Chapter 02: Data Structures and Functions

This lab sheet will move on to understanding how to write functions (very similar to mathematical functions) and lists (a way of holding data).

Tutorial

Work through the following:


1. Lists

A video describing the concept.

A video demo.

Another type of variable in Python (we have already seen numeric and character variables) is the list. This type acts as a container that can hold multiple other items in an ordered way.

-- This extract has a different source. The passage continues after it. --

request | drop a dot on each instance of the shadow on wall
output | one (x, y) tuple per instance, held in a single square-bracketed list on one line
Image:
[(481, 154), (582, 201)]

Here is a list of my favourite numbers:


In [1]:
favourite_numbers = [9, 12, 13, 7]
favourite_numbers


Out[1]:
[9, 12, 13, 7]

In [2]:
type(favourite_numbers)


Out[2]:
list

We can do various things to the items in the list:


In [3]:
sum(favourite_numbers)  # Adding all the elements of our list


Out[3]:
41

In [4]:
max(favourite_numbers)  # Getting the largest element of a list


Out[4]:
13

In [5]:
min(favourite_numbers)  # Getting the minimum element of a list


Out[5]:
7

In [6]:
favourite_numbers.append(-100)  # Add another element to a list
favourite_numbers


Out[6]:
[9, 12, 13, 7, -100]

We can also go in to our lists and get specific items. This works just as it did with strings:


In [7]:
favourite_numbers[0]  # Getting the first element of a list


Out[7]:
9

In [8]:
favourite_numbers[1]  # Getting the second element of a list


Out[8]:
12

In [9]:
favourite_numbers[-1]  # Getting the last element of a list


Out[9]:
-100

In [10]:
favourite_numbers[2:4]  # Getting the 3rd till the 4th element of a list


Out[10]:
[13, 7]

Strings (see in in the previous lab sheet) and lists are similar in that they are 'containers' for items. A lot of the manipulation that works with lists also works with strings:


In [11]:
firstname = "Vince"
len(firstname)  # How many characters are in the variable


Out[11]:
5

In [12]:
firstname[0]  # We can point at individual characters, 0 is the first


Out[12]:
'V'

In [13]:
firstname[4]


Out[13]:
'e'

In [14]:
firstname[-1]  # We can use negative number to start counting from the end


Out[14]:
'e'

In [15]:
firstname[0:4]  # We can 'slice' strings


Out[15]:
'Vinc'

Experiment by creating lists and manipulating them.

2. For loops.

A video describing the concept.

A video demo.

In the previous sheet, we saw that a while loop can be used to repeat a code chunk until a boolean condition is False. It is also possible to repeat an action for all elements of a list.


In [16]:
items = [1, 2, 3, 4, 5, 6, 7, 8, 9, 10]  # Creating a list
total = 0
for item in items:
    total += item
total


Out[16]:
55

A quick way to get a list of integers is the range command:


In [17]:
for k in range(10):
    print(k)


0
1
2
3
4
5
6
7
8
9

Experiment by summing (or perhaps multiplying?) over a different list of items.

3. List comprehension

A video describing the concept.

A video demo.

Here is a list of squares, done using the append method and a for loop.


In [18]:
total = 0
square_of_favourite_numbers = []  # Create an empty list
for n in favourite_numbers:
    square_of_favourite_numbers.append(n ** 2)
square_of_favourite_numbers


Out[18]:
[81, 144, 169, 49, 10000]

We can however do this using some nice Python syntax called a list comprehension:


In [19]:
square_of_favourite_numbers = [x ** 2 for x in favourite_numbers]
square_of_favourite_numbers


Out[19]:
[81, 144, 169, 49, 10000]

This is familiar, as it replicates mathematical notation. For example here is how to get the sum of the elements in the following set:

$$ \{n \in S \;| \text{ if } n \text{ is divisible by 2}\} $$

(This is mathematical notation for "the set of all things in $S$ that are divisible by 2.)


In [20]:
sum([n for n in favourite_numbers if n % 2 == 0])


Out[20]:
-88

Experiment by modifying this code to create a different list.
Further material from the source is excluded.